2025-03-31 07:37:54 +00:00 · 2012-09-10 09:01:23 +02:00 · 2012-09-10 09:01:23 +02:00 · a0ee1d05f3
commit a0ee1d05f3
parent 69845dfcf3
1 changed files with 81 additions and 0 deletions
--- a/doc/configuration.txt
+++ b/doc/configuration.txt
@ -1488,6 +1488,12 @@ bind [<address>]:<port_range> [, ...] transparent
 bind [<address>]:<port_range> [, ...] id <id>
 bind [<address>]:<port_range> [, ...] name <name>
 bind [<address>]:<port_range> [, ...] defer-accept
+bind [<address>]:<port_range> [, ...] ssl
+bind [<address>]:<port_range> [, ...] crt <cert>
+bind [<address>]:<port_range> [, ...] ciphers <ciphers>
+bind [<address>]:<port_range> [, ...] nosslv3
+bind [<address>]:<port_range> [, ...] notlsv1
+bind [<address>]:<port_range> [, ...] prefer-server-ciphers
 bind /<path> [, ...]
 bind /<path> [, ...] mode <mode>
 bind /<path> [, ...] [ user <user> | uid <uid> ]
@ -1611,6 +1617,31 @@ bind /<path> [, ...] [ group <user> | gid <gid> ]
                  "unix-bind" statement. Note that some platforms simply ignore
                  this.

+    <cert>        designates a PEM file from which to load both a certificate
+                  and the assocaited private key. This file can be build by
+                  concatenating both PEM files into one. If a directory name is
+                  used instead of a PEM file, then all files found in that
+                  directory will be loaded. This directive may be specified
+                  multiple times in order to load certificates from multiple
+                  files or directories.
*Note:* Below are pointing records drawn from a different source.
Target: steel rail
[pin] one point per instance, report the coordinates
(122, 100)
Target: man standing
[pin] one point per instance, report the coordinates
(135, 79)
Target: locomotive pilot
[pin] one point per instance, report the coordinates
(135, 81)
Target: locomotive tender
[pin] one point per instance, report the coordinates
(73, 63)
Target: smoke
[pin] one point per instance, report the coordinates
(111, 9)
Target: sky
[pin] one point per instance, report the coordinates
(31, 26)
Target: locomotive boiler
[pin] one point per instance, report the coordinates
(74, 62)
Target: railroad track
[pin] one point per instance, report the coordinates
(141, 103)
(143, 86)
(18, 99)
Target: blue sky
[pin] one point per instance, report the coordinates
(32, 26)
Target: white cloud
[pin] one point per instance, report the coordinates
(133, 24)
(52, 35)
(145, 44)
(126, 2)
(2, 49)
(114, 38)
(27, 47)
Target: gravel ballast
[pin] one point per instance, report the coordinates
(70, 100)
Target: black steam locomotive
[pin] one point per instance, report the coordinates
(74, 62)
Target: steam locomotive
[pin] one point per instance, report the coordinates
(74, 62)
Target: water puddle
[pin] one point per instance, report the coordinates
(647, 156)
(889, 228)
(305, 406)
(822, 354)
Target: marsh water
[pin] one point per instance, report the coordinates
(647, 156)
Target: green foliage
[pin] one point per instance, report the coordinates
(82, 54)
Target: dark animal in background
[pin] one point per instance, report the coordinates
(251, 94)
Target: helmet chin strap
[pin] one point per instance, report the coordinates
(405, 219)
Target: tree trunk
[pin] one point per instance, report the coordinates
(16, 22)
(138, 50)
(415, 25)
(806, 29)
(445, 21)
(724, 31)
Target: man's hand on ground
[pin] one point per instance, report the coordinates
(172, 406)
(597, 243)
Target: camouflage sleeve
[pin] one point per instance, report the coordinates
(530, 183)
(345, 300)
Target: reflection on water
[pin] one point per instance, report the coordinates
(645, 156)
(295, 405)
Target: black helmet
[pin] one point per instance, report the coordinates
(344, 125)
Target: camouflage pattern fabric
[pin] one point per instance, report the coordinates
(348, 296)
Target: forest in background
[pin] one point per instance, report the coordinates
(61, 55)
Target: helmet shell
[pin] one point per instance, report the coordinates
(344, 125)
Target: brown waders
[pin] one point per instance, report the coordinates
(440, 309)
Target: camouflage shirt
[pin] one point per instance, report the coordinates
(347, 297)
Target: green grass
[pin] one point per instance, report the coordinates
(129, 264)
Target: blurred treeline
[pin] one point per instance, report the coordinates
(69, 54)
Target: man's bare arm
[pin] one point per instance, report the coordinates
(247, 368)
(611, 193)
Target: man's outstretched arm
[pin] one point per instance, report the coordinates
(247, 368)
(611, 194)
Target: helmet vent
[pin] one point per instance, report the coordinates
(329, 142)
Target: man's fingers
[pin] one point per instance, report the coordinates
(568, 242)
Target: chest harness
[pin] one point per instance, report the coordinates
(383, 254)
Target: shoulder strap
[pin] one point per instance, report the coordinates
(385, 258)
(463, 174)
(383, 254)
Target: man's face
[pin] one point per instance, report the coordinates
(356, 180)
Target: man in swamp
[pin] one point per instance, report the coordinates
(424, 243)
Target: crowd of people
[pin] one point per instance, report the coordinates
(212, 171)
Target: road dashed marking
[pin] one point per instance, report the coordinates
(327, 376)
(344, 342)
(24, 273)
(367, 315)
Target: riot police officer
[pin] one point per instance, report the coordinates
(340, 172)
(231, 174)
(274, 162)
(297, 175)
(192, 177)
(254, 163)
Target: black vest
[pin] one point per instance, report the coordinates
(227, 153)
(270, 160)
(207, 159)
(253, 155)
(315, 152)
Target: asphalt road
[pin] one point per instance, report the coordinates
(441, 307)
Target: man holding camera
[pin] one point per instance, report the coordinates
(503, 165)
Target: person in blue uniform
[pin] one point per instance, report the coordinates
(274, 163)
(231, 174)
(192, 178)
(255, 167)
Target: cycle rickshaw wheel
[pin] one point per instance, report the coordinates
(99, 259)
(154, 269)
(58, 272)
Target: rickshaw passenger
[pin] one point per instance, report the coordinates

The certificates will be presented to
+                  clients who provide a valid TLS Server Name Indication field
+                  matching one of their CN or alt subjects. Wildcards are
+                  supported, where a wildcard character '*' is used instead of
+                  the first hostname component (eg: *.example.org matches
+                  www.example.org but not www.sub.example.org). If no SNI is
+                  provided by the client or if the SSL library does not support
+                  TLS extensions, or if the client provides and SNI which does
+                  not match any certificate, then the first loaded certificate
+                  will be presented. This means that when loading certificates
+                  from a directory, it is highly recommended to load the
+                  default one first as a file. Note that the same cert may be
+                  loaded multiple times without side effects.
+
+    <ciphers>     is the string describing the list of cipher algorithms that
+                  is negociated during the SSL/TLS handshake. The format of the
+                  string is defined in "man 1 ciphers", and can be for instance
+                  "AES:ALL:!aNULL:!eNULL:+RC4:@STRENGTH".
+
    transparent   is an optional keyword which is supported only on certain
                  Linux kernels. It indicates that the addresses will be bound
                  even if they do not belong to the local machine. Any packet
@ -1649,6 +1680,24 @@ bind /<path> [, ...] [ group <user> | gid <gid> ]
                  X-Forwarded-For mechanism which is not always reliable and
                  not even always usable.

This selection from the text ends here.